Usually when this happens to me I go into cold hard rational mode, saying why they're wrong, basically stating my mind or what seems to be obvious in how what they're saying is wrong. And that's all fueled with anger, my burning emotion and judgment toward the person. If they continue this sort of behavior then those emotions usually end up toppling out much to my dismay.

Emotional manipulation and cohesion. Guilt-tripping me and using emotional ploys to get me to go a certain way deeply disturbs me and will cause me to either run the hell away from said source of manipulation or will cause me to eventually snap or else make my Fe PoLR as blatant as possible or else restrict my communication to a strictly pragmatic, dry style.
Heh, when someone tries to emotionally manipulate me I bite back. "Why should I do that?" "Why does what you think matter to me at all, and why do you think it does?" Etc.

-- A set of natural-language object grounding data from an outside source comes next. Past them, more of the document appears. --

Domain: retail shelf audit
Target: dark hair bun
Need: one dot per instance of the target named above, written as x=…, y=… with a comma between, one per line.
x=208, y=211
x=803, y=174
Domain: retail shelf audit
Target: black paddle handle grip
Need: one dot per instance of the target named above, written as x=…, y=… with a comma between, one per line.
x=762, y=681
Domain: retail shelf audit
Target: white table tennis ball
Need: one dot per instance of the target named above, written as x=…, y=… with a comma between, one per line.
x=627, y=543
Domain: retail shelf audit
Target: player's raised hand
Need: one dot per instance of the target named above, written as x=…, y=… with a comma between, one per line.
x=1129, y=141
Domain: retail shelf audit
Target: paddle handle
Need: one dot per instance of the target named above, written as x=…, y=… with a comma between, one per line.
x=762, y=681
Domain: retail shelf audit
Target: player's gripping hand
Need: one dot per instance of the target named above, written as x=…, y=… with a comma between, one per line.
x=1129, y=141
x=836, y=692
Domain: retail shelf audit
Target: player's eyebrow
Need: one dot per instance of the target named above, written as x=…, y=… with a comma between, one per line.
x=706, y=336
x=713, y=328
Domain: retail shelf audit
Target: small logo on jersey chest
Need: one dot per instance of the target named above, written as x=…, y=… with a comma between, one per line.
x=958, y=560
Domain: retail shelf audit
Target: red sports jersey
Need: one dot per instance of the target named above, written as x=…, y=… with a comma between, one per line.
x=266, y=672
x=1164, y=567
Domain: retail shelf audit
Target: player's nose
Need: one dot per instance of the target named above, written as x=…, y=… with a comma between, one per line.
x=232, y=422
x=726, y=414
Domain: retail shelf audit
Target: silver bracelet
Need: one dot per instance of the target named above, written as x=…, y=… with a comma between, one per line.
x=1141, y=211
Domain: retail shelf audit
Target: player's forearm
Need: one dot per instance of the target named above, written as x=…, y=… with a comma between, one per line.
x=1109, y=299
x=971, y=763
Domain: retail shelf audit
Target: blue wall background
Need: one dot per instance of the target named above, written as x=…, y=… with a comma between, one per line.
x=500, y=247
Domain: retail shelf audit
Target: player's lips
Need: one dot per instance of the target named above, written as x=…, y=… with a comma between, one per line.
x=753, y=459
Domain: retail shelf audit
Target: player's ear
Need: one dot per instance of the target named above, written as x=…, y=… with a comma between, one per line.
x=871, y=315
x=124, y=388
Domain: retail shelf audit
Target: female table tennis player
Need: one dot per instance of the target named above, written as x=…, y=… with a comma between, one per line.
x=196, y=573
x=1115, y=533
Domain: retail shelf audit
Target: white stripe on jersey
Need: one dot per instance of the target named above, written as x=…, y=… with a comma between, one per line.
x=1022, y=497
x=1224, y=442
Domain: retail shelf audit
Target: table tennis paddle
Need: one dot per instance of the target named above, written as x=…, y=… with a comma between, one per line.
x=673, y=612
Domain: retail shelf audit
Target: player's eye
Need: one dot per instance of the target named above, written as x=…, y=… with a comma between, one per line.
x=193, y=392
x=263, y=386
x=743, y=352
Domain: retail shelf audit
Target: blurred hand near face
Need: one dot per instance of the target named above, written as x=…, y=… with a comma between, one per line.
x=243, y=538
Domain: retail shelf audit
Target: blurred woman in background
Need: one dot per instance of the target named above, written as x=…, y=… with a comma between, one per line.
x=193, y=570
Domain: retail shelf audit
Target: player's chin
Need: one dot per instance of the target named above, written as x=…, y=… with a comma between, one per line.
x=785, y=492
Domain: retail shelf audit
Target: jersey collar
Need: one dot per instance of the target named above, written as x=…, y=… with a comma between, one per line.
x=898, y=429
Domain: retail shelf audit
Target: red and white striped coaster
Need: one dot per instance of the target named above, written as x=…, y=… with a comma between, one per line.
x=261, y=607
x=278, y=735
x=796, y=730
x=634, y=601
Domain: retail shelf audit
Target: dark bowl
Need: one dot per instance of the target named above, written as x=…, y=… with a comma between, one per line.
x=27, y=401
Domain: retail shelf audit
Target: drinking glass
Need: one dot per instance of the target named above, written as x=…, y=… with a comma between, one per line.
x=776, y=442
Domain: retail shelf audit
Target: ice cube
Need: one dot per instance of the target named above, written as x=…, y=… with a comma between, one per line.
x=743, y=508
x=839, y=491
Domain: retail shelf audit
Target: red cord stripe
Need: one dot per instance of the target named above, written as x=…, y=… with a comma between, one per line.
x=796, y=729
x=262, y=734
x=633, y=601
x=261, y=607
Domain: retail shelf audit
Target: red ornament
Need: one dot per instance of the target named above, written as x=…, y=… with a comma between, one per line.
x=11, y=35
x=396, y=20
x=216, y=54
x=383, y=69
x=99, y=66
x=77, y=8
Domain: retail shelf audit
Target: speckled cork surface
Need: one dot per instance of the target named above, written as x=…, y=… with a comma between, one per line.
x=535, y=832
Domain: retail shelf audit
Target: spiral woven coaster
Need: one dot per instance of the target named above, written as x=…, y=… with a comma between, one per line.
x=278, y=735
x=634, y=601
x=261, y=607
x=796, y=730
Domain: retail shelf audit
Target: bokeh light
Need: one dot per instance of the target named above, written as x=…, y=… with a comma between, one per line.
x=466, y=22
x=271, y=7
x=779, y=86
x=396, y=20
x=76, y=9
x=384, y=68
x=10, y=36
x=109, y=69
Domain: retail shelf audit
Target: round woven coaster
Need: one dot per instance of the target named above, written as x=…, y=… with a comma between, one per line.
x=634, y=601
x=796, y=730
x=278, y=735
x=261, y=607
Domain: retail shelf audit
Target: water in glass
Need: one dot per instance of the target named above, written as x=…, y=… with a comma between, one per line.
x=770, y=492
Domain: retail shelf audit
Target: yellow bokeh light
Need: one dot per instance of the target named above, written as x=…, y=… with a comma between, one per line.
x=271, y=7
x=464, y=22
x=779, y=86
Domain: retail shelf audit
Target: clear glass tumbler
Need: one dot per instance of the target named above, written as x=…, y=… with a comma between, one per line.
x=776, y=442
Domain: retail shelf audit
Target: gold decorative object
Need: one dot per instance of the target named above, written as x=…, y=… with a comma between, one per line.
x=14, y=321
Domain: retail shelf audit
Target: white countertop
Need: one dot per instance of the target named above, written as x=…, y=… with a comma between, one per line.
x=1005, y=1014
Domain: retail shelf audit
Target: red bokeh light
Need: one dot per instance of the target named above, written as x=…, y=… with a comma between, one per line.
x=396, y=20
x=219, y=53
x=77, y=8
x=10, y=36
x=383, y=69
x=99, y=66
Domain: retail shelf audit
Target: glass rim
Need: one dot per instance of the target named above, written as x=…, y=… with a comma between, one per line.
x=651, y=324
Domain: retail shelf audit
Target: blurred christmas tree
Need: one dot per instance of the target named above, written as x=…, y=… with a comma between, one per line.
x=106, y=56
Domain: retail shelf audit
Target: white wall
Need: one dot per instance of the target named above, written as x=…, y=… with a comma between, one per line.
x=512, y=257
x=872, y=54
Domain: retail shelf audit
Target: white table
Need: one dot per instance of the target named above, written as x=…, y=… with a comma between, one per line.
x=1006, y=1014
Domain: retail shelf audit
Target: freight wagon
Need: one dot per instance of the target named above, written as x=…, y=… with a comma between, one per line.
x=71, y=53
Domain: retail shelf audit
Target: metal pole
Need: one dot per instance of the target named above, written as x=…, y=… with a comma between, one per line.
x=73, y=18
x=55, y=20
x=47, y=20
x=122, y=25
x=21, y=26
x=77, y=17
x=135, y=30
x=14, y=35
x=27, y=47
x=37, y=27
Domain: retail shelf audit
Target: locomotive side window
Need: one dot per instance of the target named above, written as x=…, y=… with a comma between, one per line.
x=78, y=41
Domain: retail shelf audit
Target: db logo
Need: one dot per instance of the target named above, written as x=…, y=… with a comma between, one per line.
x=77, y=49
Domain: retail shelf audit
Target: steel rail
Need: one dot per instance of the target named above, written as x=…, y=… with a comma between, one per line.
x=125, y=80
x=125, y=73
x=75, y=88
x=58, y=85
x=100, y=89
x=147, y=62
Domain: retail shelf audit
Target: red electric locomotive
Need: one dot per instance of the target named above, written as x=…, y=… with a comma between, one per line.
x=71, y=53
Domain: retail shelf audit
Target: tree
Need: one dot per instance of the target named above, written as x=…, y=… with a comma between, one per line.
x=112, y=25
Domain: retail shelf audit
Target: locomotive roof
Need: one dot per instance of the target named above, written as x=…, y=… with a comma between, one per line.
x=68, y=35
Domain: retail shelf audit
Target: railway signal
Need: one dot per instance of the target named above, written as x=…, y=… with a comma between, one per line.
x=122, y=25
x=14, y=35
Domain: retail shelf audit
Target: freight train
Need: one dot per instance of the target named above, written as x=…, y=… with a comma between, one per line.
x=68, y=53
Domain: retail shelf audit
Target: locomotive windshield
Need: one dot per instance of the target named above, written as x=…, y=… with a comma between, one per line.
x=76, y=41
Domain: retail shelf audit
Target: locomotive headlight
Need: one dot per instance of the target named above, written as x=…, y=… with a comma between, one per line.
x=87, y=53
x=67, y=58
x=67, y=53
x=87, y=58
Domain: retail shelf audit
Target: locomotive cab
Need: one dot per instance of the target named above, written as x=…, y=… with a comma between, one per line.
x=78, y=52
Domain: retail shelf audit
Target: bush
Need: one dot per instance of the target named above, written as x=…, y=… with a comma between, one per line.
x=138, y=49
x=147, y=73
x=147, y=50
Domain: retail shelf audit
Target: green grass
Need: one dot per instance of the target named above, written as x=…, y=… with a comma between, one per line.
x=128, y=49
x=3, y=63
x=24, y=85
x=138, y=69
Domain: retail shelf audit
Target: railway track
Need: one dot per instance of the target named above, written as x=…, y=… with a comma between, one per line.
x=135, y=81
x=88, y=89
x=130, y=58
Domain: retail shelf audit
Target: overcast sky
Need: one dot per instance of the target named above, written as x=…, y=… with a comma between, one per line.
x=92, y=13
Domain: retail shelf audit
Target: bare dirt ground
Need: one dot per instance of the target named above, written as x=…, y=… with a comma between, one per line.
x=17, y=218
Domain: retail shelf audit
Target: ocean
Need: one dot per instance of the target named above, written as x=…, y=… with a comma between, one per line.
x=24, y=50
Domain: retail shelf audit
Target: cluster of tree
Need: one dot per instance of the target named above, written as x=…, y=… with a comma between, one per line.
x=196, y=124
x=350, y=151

Or if I don't do that I'll just ignore it the best I can, make excuses, etc (it varies depending on my mood). I really dislike this sort of thing, I see it as dishonorable (for lack of better word).

Intellectual cohesion: in other words, using tactics to get people to agree with someone while being intolerant to divergences in opinion. I'm quite familiar with this from some years back and I consider it the basic markings of a cultist and cult leader. Totally anti-humanitarian.
Yeah, this would piss me off too, but I haven't had any experience with this so I feel that I can't really input very well.

Rampant emotions really, really make me mad. I can't tolerate people who are highly emotional and over sensitive. People who are like this just seem to concern themselves with irrelevant things in life and not what really matters.